A: Laminin immunofluorescence (green) is present at E11.5 and E14.5 in the Myh10∆ heterozygous ventricular myocardium and is continuously distributed in the epicardium (arrow). Myh10∆ homozygous mutants show reduced laminin immunoreactivity in the epicardium (arrow) at both E11.5 and E14.5. Nuclei are marked with DAPI (blue). B: Fibronectin immunofluorescence (green) is present at E11.5 and E14.5 in the Myh10∆ heterozygous ventricular myocardium and is continuously distributed in the epicardium (arrow). Myh10∆ homozygous mutants appear to have reduced signal, especially in the epicardium (arrow) at E11.5 and E14.5. Nuclei are marked with DAPI (blue). C: Collagen 1 immunofluorescence (green) is present at E11.5 and E14.5 in the Myh10∆ heterozygous ventricular myocardium and is continuously distributed throughout the epicardium (arrow). Myh10∆ homozygous mutants have reduced collagen 1 signal in the epicardium (arrow) at E11.5 and E14.5. Nuclei are marked with DAPI (blue).
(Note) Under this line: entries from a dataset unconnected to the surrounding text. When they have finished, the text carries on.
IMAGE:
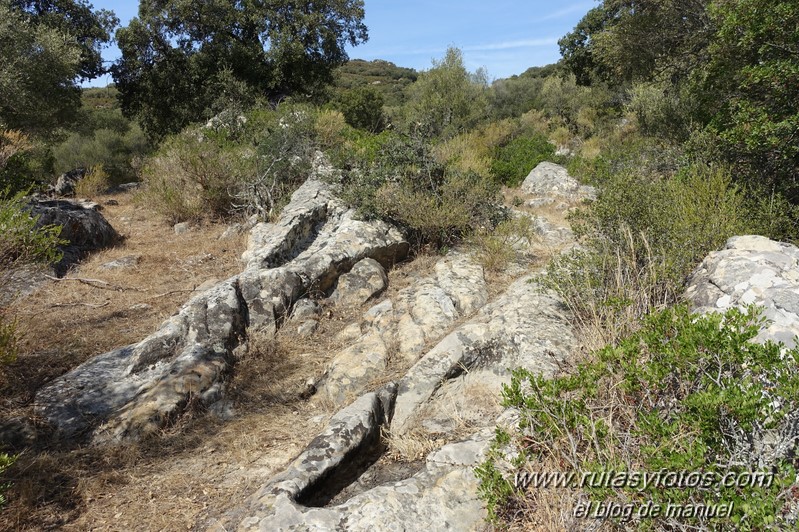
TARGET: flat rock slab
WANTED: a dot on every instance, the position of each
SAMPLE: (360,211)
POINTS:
(131,392)
(82,225)
(752,270)
(420,313)
(364,281)
(548,180)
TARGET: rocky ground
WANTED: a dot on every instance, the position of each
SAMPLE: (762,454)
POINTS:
(321,382)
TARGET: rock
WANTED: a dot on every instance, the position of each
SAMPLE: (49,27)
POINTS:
(182,228)
(459,380)
(232,232)
(752,269)
(307,328)
(525,327)
(82,226)
(421,313)
(128,261)
(305,309)
(366,280)
(131,392)
(125,187)
(65,185)
(549,180)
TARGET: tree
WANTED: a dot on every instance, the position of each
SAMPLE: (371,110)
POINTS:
(638,40)
(447,99)
(753,77)
(175,51)
(45,48)
(363,109)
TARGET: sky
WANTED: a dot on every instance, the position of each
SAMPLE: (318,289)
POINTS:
(505,37)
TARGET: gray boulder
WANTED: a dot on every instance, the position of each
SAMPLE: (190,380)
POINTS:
(82,226)
(366,280)
(548,180)
(131,392)
(752,269)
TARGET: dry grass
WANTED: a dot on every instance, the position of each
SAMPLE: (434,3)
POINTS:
(202,466)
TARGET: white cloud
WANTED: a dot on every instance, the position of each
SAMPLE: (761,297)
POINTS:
(576,8)
(507,45)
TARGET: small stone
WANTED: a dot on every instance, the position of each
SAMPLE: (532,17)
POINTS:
(307,328)
(122,262)
(305,309)
(182,228)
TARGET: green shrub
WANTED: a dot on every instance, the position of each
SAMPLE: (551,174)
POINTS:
(6,461)
(641,238)
(514,161)
(406,185)
(117,151)
(191,175)
(25,163)
(497,247)
(20,241)
(685,393)
(93,183)
(362,108)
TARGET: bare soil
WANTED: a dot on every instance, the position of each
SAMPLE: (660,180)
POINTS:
(204,465)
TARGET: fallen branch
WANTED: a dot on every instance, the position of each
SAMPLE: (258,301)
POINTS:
(90,305)
(170,293)
(95,283)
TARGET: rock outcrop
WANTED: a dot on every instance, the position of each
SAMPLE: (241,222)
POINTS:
(65,185)
(82,226)
(132,391)
(425,364)
(451,392)
(400,327)
(752,270)
(550,182)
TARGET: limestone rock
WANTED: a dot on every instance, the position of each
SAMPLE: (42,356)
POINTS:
(421,313)
(65,185)
(366,280)
(552,180)
(132,391)
(458,379)
(305,309)
(752,269)
(182,228)
(82,226)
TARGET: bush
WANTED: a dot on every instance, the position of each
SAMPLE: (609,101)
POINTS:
(190,177)
(514,161)
(93,183)
(20,241)
(363,109)
(642,237)
(685,393)
(406,185)
(117,151)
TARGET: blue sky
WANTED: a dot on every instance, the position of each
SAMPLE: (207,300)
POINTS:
(504,36)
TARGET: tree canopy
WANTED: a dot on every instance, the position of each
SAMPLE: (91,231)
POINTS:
(178,54)
(45,48)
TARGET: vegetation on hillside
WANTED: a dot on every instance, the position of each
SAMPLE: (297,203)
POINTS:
(683,113)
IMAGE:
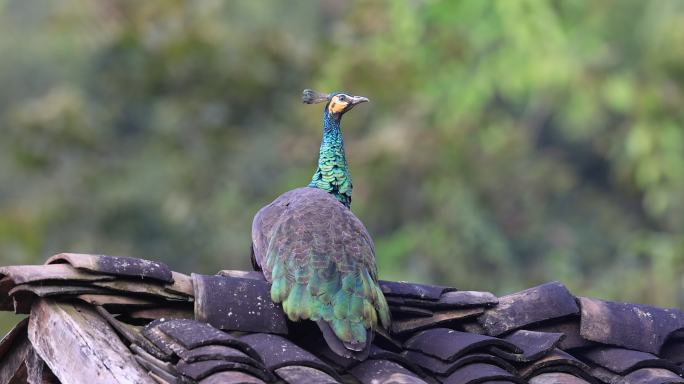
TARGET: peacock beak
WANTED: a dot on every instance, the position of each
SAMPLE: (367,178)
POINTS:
(358,100)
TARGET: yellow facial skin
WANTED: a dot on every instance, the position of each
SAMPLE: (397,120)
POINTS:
(337,106)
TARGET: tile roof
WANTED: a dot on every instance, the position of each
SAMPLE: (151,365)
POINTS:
(126,320)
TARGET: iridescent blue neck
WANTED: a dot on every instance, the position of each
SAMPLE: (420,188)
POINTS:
(332,174)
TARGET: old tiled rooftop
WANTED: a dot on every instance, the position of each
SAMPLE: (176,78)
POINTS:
(122,320)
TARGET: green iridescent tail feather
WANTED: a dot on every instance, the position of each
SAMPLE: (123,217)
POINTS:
(351,302)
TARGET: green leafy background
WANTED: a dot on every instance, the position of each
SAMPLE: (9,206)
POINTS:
(507,143)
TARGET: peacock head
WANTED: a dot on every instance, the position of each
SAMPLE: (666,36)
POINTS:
(338,103)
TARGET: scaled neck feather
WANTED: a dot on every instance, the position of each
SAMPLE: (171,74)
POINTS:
(332,174)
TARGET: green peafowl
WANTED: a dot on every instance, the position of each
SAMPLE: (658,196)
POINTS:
(317,255)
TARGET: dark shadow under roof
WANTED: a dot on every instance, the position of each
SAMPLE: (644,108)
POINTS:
(125,320)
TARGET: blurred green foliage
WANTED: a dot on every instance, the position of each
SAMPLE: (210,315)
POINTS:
(506,144)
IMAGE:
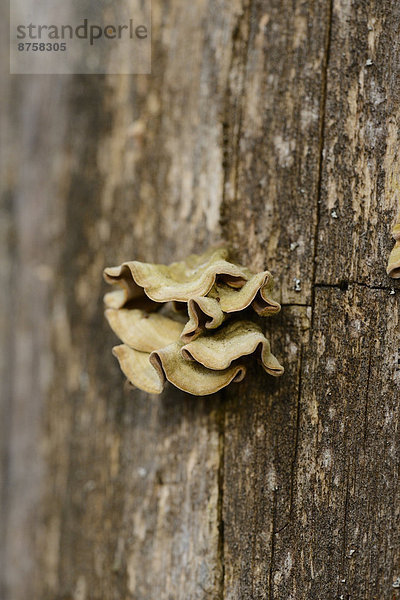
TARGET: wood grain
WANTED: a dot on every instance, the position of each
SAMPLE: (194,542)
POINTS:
(272,125)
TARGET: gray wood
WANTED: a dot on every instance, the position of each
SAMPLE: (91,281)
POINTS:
(272,125)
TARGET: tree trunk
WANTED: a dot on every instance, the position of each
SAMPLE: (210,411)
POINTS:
(272,125)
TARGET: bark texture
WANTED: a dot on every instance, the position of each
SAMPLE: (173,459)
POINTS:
(270,124)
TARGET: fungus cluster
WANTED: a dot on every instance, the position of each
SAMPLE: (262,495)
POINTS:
(185,322)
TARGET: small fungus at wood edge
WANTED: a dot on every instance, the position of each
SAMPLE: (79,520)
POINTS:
(184,322)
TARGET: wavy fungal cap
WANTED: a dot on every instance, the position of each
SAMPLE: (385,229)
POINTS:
(208,350)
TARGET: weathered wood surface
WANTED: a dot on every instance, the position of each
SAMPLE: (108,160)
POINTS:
(272,125)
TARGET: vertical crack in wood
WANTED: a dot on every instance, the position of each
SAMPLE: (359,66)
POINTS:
(296,439)
(342,575)
(227,125)
(324,92)
(220,500)
(367,398)
(271,564)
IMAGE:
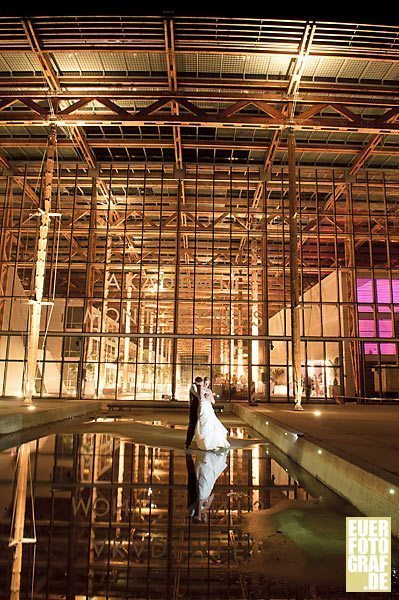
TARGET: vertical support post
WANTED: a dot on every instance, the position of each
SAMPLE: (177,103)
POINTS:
(352,348)
(294,274)
(89,370)
(6,242)
(40,272)
(176,294)
(17,534)
(126,343)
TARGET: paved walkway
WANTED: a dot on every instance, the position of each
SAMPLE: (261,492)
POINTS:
(366,435)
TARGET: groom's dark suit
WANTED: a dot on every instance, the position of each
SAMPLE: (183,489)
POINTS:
(193,418)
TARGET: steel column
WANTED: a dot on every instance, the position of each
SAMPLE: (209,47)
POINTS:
(294,274)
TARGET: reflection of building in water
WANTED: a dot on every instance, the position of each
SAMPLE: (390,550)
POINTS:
(112,518)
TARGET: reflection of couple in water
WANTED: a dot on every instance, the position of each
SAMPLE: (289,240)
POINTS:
(201,478)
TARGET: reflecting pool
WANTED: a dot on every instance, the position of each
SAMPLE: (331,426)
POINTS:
(121,511)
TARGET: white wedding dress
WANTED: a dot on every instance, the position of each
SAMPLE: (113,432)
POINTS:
(210,434)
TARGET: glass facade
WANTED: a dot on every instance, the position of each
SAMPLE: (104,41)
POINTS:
(153,277)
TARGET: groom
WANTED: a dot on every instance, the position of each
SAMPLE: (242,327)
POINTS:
(193,415)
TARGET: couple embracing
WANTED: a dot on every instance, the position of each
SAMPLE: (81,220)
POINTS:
(204,426)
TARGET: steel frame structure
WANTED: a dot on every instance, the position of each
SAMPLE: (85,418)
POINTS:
(230,192)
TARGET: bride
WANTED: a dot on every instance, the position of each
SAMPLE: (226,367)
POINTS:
(210,434)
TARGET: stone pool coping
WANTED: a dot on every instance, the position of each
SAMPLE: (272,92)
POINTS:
(366,486)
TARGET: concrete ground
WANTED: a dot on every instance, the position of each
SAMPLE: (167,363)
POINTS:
(366,435)
(353,449)
(16,417)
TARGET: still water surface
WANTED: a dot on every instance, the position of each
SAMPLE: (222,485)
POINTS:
(121,511)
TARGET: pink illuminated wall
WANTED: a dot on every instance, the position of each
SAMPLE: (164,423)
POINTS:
(383,298)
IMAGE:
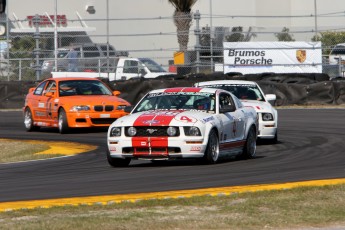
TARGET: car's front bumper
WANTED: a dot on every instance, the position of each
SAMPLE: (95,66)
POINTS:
(156,147)
(267,129)
(83,120)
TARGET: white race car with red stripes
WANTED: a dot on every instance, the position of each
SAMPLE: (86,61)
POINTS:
(250,94)
(172,123)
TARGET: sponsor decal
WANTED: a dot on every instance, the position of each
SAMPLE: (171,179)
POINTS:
(250,57)
(195,149)
(150,131)
(159,117)
(186,119)
(40,114)
(104,115)
(151,122)
(301,55)
(208,119)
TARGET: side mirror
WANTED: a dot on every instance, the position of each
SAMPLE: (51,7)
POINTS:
(271,98)
(49,94)
(116,93)
(128,108)
(142,72)
(227,109)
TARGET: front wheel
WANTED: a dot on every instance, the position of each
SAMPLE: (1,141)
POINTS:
(212,150)
(63,124)
(117,162)
(29,121)
(249,148)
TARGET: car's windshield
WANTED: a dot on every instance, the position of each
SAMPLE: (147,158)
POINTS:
(152,65)
(177,101)
(241,91)
(82,87)
(60,54)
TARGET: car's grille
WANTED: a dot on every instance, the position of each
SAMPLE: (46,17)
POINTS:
(151,151)
(152,131)
(101,108)
(102,121)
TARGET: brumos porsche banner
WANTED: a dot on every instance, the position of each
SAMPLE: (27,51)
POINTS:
(277,57)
Genotypes and developmental stages are labeled on the image. D: Quantification of the ratios of expression levels of epicardial immunofluorescence intensity to myocardial immunofluorescence intensity for each protein. Three embryos of each genotype were analysed, with measurements taken from five different areas of three different sections from each embryo. All markers and time points showed a statistically significant reduction (*) in immunofluorescence intensity of the epicardium relative to the myocardium in Myh10∆ homozygous mutants as compared to controls (two-tailed t-test, p<0.05). Ratios of expression for each genotype were compared to each other for each marker and developmental stage. Error bars represent standard deviation. Genotypes, markers and stages are labeled on the graphs. Scale bars: 15 μm. Abbreviations: Lam: laminin, FN: fibronectin, Col1: Collagen I.